Second-Order Bi-Scalar-Vector-Tensor Field Equations Compatible with Conservation of Charge in a Space of Four-Dimensions

TL;DR

This paper investigates second-order bi-scalar-vector-tensor field equations in four-dimensional space, focusing on their compatibility with charge conservation and Maxwell's equations, and explores implications for early Universe physics and gauge theories.

Contribution

It introduces restrictions on such field equations derived from a variational principle, discusses limitations in constructing a comprehensive Lagrangian, and suggests applications to cosmology and gauge theories.

Findings

Identifies conditions for vector equations to be consistent with charge conservation.

Shows difficulties in formulating a universal Lagrangian for these field equations.

Proposes potential applications to Higgs-induced electromagnetic fields and gauge charge conservation.

Abstract

The purpose of this paper is to explore, in a space of four-dimensions, the possible forms that second-order, bi-scalar-vector-tensor field equations derivable from a variational principle can assume.
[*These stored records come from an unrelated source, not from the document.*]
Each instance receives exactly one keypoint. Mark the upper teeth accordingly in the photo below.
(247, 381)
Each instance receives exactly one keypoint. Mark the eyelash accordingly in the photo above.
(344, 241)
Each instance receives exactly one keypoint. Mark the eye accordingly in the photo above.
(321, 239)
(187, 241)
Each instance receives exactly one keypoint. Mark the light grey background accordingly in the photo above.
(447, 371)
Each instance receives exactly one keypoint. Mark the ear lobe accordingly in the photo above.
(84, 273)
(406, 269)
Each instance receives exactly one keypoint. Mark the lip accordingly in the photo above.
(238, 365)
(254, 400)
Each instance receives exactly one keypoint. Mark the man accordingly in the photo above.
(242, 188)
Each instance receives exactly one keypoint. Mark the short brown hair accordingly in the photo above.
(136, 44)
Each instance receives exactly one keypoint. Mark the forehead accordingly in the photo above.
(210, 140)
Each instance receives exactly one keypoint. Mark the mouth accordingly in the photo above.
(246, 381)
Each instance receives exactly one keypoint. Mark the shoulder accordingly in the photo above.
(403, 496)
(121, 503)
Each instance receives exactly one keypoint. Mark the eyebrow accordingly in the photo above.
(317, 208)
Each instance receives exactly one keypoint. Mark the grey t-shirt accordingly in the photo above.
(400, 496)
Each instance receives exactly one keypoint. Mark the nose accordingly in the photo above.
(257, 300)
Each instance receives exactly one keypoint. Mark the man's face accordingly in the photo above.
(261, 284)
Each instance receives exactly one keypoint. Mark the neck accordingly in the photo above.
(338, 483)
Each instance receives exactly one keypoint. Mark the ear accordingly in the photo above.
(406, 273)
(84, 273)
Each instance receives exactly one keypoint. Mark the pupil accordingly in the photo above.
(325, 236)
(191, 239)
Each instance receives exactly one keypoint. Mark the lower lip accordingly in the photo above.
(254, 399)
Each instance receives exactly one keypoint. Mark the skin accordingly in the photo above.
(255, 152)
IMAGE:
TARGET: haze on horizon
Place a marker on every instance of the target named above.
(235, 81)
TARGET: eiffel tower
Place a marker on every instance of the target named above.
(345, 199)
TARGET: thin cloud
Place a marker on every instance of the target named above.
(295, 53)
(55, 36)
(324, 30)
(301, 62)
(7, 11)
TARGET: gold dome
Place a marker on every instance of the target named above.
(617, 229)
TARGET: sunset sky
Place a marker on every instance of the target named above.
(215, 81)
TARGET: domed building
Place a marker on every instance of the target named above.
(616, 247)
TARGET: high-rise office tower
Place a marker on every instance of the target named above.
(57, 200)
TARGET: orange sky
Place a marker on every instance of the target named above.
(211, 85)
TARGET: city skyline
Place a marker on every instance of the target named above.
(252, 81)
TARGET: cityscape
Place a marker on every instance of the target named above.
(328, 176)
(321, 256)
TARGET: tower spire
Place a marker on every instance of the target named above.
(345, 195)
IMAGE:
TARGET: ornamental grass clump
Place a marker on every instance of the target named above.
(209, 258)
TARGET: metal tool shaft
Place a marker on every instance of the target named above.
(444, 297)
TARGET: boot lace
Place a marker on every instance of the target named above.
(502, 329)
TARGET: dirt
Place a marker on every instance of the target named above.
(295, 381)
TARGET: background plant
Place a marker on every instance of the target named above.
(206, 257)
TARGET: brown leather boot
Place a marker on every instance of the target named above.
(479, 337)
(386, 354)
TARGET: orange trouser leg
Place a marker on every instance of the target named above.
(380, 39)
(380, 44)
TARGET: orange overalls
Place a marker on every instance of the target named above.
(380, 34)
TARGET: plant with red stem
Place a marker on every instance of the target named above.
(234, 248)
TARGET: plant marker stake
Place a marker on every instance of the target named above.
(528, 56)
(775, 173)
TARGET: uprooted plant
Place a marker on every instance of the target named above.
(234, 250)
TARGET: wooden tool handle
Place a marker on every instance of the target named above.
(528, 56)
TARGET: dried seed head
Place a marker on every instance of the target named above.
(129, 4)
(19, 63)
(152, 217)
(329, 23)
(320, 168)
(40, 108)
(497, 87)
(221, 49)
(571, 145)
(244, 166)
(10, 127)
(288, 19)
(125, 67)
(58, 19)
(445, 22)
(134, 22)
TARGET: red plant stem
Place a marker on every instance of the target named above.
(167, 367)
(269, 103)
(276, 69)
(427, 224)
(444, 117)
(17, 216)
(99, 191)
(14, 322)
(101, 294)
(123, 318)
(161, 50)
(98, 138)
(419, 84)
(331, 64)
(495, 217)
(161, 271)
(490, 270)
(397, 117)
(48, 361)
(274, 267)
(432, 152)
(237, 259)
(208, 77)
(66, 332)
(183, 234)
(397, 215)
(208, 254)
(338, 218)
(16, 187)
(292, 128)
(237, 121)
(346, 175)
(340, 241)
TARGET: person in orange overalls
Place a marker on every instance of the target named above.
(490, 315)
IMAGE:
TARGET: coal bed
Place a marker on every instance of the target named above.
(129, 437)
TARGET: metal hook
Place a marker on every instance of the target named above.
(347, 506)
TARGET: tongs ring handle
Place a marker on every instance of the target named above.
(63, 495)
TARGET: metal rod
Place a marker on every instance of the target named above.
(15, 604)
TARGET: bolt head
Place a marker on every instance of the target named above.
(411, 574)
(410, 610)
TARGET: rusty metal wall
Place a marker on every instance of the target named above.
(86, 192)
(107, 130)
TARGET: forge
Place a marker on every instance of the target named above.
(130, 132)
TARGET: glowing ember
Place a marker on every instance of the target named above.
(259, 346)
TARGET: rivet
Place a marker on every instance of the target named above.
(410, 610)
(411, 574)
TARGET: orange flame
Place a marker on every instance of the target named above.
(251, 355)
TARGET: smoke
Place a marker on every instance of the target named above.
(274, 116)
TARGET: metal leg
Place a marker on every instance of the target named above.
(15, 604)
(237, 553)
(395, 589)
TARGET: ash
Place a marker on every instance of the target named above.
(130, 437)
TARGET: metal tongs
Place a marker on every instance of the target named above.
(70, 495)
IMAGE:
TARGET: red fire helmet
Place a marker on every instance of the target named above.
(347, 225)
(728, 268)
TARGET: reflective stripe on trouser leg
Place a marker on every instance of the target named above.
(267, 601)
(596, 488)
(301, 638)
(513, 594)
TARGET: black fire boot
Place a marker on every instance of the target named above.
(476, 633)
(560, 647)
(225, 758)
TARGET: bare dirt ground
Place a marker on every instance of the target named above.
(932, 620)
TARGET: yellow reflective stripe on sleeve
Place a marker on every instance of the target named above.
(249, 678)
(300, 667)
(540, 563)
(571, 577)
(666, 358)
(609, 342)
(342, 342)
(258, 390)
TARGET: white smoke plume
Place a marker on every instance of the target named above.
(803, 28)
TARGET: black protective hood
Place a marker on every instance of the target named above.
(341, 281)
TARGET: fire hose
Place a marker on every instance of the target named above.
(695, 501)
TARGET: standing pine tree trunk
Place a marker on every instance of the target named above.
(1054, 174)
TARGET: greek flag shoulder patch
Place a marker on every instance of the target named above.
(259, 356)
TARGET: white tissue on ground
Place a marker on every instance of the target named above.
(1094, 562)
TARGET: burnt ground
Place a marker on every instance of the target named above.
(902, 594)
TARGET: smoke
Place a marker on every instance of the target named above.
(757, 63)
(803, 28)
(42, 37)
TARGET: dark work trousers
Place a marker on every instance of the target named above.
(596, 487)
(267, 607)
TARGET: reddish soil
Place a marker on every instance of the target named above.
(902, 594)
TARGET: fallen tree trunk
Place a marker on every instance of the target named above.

In order to restrict this enormous class of field equations I shall first require that the equations governing the vector field (which will be identified with the vector potential of an electromagnetic field) be consistent with the notion of conservation of charge. Secondly I shall require that these vector equations reduce to Maxwell's equations in a flat space when the scalar fields are constant. Unfortunately even with these two powerful restrictions on the form of the field equations I have not been able to construct a Lagrangian which yields all possible field equations of this nature. This situation will lead to a discussion of other ways in which the field equations can be restricted to obtain viable bi-scalar-vector-tensor field equations. Lastly I shall make a few remarks on how the results obtained can be used to show that the Higgs field can generate electromagnetic fields in the early Universe, and how to couple bi-scalar fields to gauge-tensor fields to construct second-order, bi-scalar-Yang-Mills-tensor field theories compatible with the conservation of gauge charge.